DoublewordDoubleword

Autobatcher

What is autobatcher?

autobatcher is a Python and TypeScript client that automatically converts your individual API calls into batched requests. You write normal async code using the familiar OpenAI interface, and autobatcher handles the batching complexity behind the scenes based on timing and volume to get you cost savings!

autobatcher provides two clients:

  • AsyncOpenAI — for async inference. Requests are prioritised ahead of batch but are not real-time. Ideal for agentic workflows, background jobs, and development.
  • BatchOpenAI — for batch inference. Designed for bulk workloads with less time pressure, offering the best price.

Both are drop-in replacements for the OpenAI client.

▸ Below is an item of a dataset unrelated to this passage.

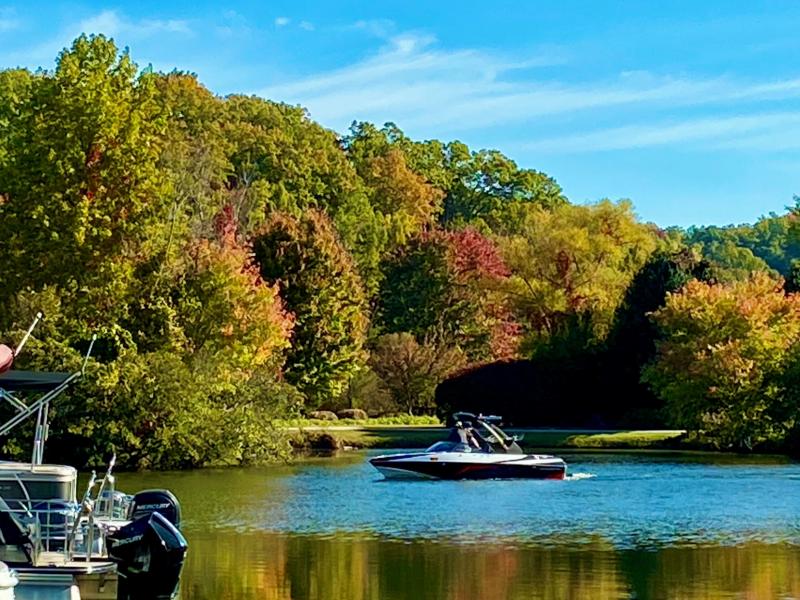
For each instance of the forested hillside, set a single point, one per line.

They pass isinstance checks and provide full access to non-batched endpoints (models, files, etc.) out of the box.

Installation

pip install autobatcher
npm install autobatcher

Quick Start

from autobatcher import AsyncOpenAI

client = AsyncOpenAI(
    api_key="{{apiKey}}",
    base_url="https://api.doubleword.ai/v1"
)

response = await client.chat.completions.create(
    model="{{selectedModel.id}}",
    messages=[{"role": "user", "content": "Explain quantum computing"}],
)

print(response.choices[0].message.content)
import { AsyncOpenAI } from "autobatcher";

const client = new AsyncOpenAI({
  apiKey: "{{apiKey}}",
  baseURL: "https://api.doubleword.ai/v1"
});

const response = await client.chat.completions.create({
  model: "{{selectedModel.id}}",
  messages: [{ role: "user", content: "Explain quantum computing" }],
});

console.log(response.choices[0].message.content);

Swap AsyncOpenAI for BatchOpenAI when you have bulk workloads with less time pressure:

from autobatcher import BatchOpenAI

client = BatchOpenAI(
    api_key="{{apiKey}}",
    base_url="https://api.doubleword.ai/v1"
)

response = await client.chat.completions.create(
    model="{{selectedModel.id}}",
    messages=[{"role": "user", "content": "Summarize this document..."}],
)
import { BatchOpenAI } from "autobatcher";

const client = new BatchOpenAI({
  apiKey: "{{apiKey}}",
  baseURL: "https://api.doubleword.ai/v1"
});

const response = await client.chat.completions.create({
  model: "{{selectedModel.id}}",
  messages: [{ role: "user", content: "Summarize this document..." }],
});

How It Works

  1. Requests are collected over a configurable time window or batch size
  2. When the window closes or batch size is reached, requests are submitted as a batch
  3. Results are polled and returned to waiting callers as they complete
  4. Your code sees normal ChatCompletion responses

Configuration

Both AsyncOpenAI and BatchOpenAI accept the same configuration options:

OptionDefaultDescription
batch_size / batchSize1000Maximum requests per batch before auto-flush
batch_window_seconds / batchWindowSeconds10 (Python) / 10 (JS)Seconds to wait before flushing a partial batch
poll_interval_seconds / pollIntervalSeconds5Seconds between poll ticks when waiting for batch completion

Supported Endpoints

  • client.chat.completions.create() — Chat completions
  • client.embeddings.create() — Embeddings

All other OpenAI client methods (e.g., client.models.list(), client.files.create()) pass through unchanged to the underlying API.